# No crops this year in many areas



## bones44 (Jan 7, 2011)

Well, looks like I'm gonna have to step it up this year planting more plots due to the rain. The farmer that leases the land around me has decided not to plant this year. Looks like bait might be in the future around here too. Crops are normally a great draw for me and the neighbors. Who else is having the same dilemma besides me? I know the the guys in the west aren't, I feel for you folks.


----------



## Mattuk (Oct 16, 2010)

When you say planting more plots is that because some have failed Tom?


----------



## bones44 (Jan 7, 2011)

Yes Matt. Unfortunately my biggest one was flooded out for a time and the stress from the deer using it all winter took it's toll. That area normally doesn't flood but did so this year.

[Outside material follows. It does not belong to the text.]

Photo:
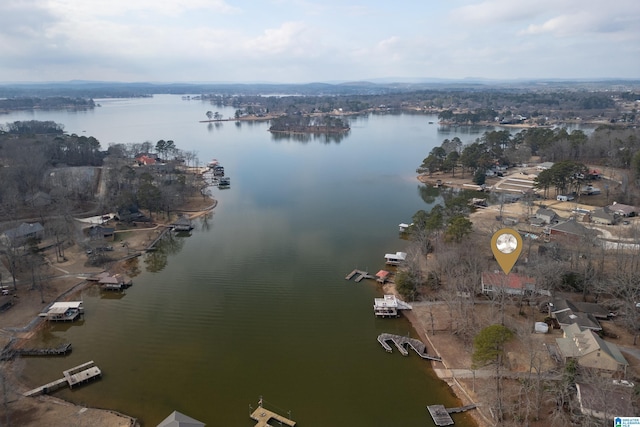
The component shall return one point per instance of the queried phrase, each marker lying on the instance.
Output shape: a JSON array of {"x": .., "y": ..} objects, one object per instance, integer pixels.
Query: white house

I'm thinking on moving it or planting turnips and beets as they will have to be turned under next spring anyway.


----------



## Mattuk (Oct 16, 2010)

Well thats a shame Tom, sorry for bad luck. I do like the turnips and beets, it make them work for it!


----------



## bones44 (Jan 7, 2011)

Oh yea ! What works for you over there Matt ?


----------



## hassell (Feb 9, 2010)

The flooding into new areas sure bring out the extra hatches of mosquitoes, drives everyone and everything crazy!!


----------



## On a call (Mar 3, 2010)

Hey Tom the laws here in Michigan were not all that relaxed limited at two gallons. That is not much, but at least it is somthing.


----------



## bones44 (Jan 7, 2011)

Two gallons ? I thought it was two truckloads....... LMAO


----------



## bones44 (Jan 7, 2011)

hassell said:


> The flooding into new areas sure bring out the extra hatches of mosquitoes, drives everyone and everything crazy!!


 They're horrible here right now. I know you guys got a ton of rain too. First it was the black flies and now the hoards of the little monsters.


----------



## hassell (Feb 9, 2010)

bones44 said:


> They're horrible here right now. I know you guys got a ton of rain too. First it was the black flies and now the hoards of the little monsters.

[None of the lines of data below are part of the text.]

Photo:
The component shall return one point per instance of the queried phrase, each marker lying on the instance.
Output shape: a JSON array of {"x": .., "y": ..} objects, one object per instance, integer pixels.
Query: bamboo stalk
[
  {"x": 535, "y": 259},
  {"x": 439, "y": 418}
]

 The eggs can lay dormant for up to 25 yrs., thats why when you hear about excessive mosquitoes you know that this has happened.


----------



## SWAMPBUCK10PT (Apr 5, 2010)

*Here in the U.P. the state has sold off their Dairy cows and all farming Equiment last year--The Prison Farm use to produce all the Milk for the state prison's---now the fields are just idle and growing over--What a shame---There was always alot of food [crops ] also for the wildlife-----They also logged off all the best timber---The Deer around here are going to have a tough time this winter------------sb------------Bugs haven't been to bad at my place this year been to chilly--but its 59 today and warmer temps on the way so the bugs will be here-eccck!!!!!*


----------



## Mattuk (Oct 16, 2010)

bones44 said:


> Oh yea ! What works for you over there Matt ?


Pretty much the same Tom. Clovers, beets, maize, buckwheat, if its green and it grows and you don't want them to eat it well then its perfect!


----------



## On a call (Mar 3, 2010)

hassell said:


> The eggs can lay dormant for up to 25 yrs., thats why when you hear about excessive mosquitoes you know that this has happened.

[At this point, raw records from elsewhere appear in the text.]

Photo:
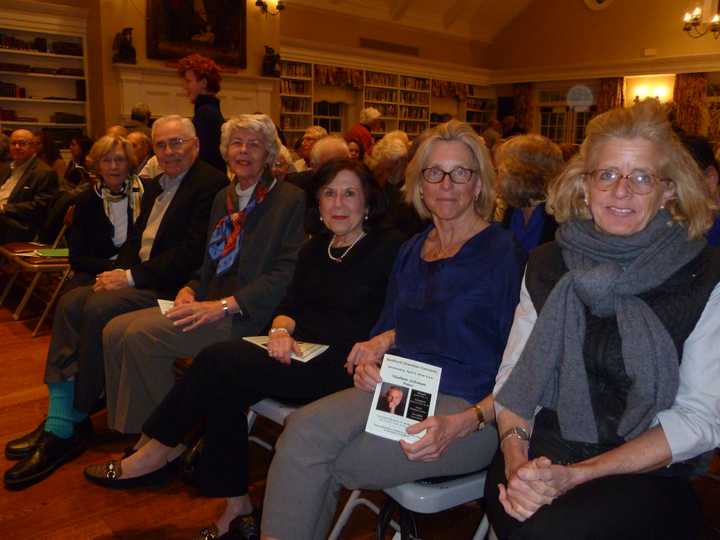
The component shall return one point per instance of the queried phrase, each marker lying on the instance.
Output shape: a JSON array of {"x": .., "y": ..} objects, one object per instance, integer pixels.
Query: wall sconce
[
  {"x": 695, "y": 25},
  {"x": 272, "y": 7}
]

25 years did I read this right....egads man those are persistant bugs !


----------



## El Gato Loco (Jan 15, 2010)

What are crops?


----------



## youngdon (Mar 10, 2010)

The thing your wife swats you with right after she yells "giddy up" is a crop, does she have one for the other cheek as well ?


----------



## bones44 (Jan 7, 2011)

LMAO...... Good one !!


----------